With such an excellent background, the appearance of an entirely redesigned sports car in 1953 stirred up considerable excitement. The new model, which made its racing debut in the Mille Miglia on April 26, was still a coupe and retained a V6 engine and rear mounted clutch gearbox differential unit, but there the resemblance ended. The engine had a displacement of 2962cc, twin overhead camshafts, inclined valves, two plugs per cylinder, and three double bodied Weber carburetors; output was 210 b.h.p. at 6700 r.p.m. A triangulated frame of small tubing was employed, while mammoth brakes were mounted inboard, directly to the frame in front and to the differential in the rear. This gave a considerable saving in unsprung weight. Front and rear suspension consisted of trailing arms, transverse leaf springs, and telescopic shock absorbers. Thus the traditional Lancia sliding pillar and coil spring front suspension was abandoned.
The body was a lower, sleeker, and very handsome creation by Pinin Farrina, painted blue with an off-white roof. The radiator grille was not used, but the opening retained the classic Lancia shape. The older Aurelia continued to race as a Gran Turismo car with its displacement increased to 2451cc.
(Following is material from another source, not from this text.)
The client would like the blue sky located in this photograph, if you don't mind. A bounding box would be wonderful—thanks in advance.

Four 3-liter cars were entered in the Brescia Rome Brescia event for Maglioli Bonetto, the Mille Miglia ace Clemente Biondetti, and Piero Taruffi. Competition was fierce in the form of several 4.1 liter Ferraris and a team of 3.5-liter Alfa Romeos. Taruffi ran second to Consalvo Sanesi's Alfa on the first stage (Brescia-Verona), but retired shortly afterward with problems in the new front brakes. Bonetto and Maglioli began to move up among the leaders, being 5th and 6th at Rome and 4th and 5th at Florence. Maglioli dropped out before Bologna, but Rosetta moved up to 3rd at the finish. Biondetti was 12th at Rome, 9th at Florence, 8th at Bologna, and undoubtedly would have finished among the first six had his car not broken down 2½ miles from Brescia. With the help of his mechanic, Biondetti pushed the car to the line, receiving 8th place for his efforts. The race was won by Giannino Marzotto's Ferrari 4.1 at 88.39 m.p.h.; Bonetto was 30 min. back and 18 min. behind Juan Manuel Fangio's Alfa Romeo, which was driven over the last two stages with only one wheel steerable after the suspension collapsed!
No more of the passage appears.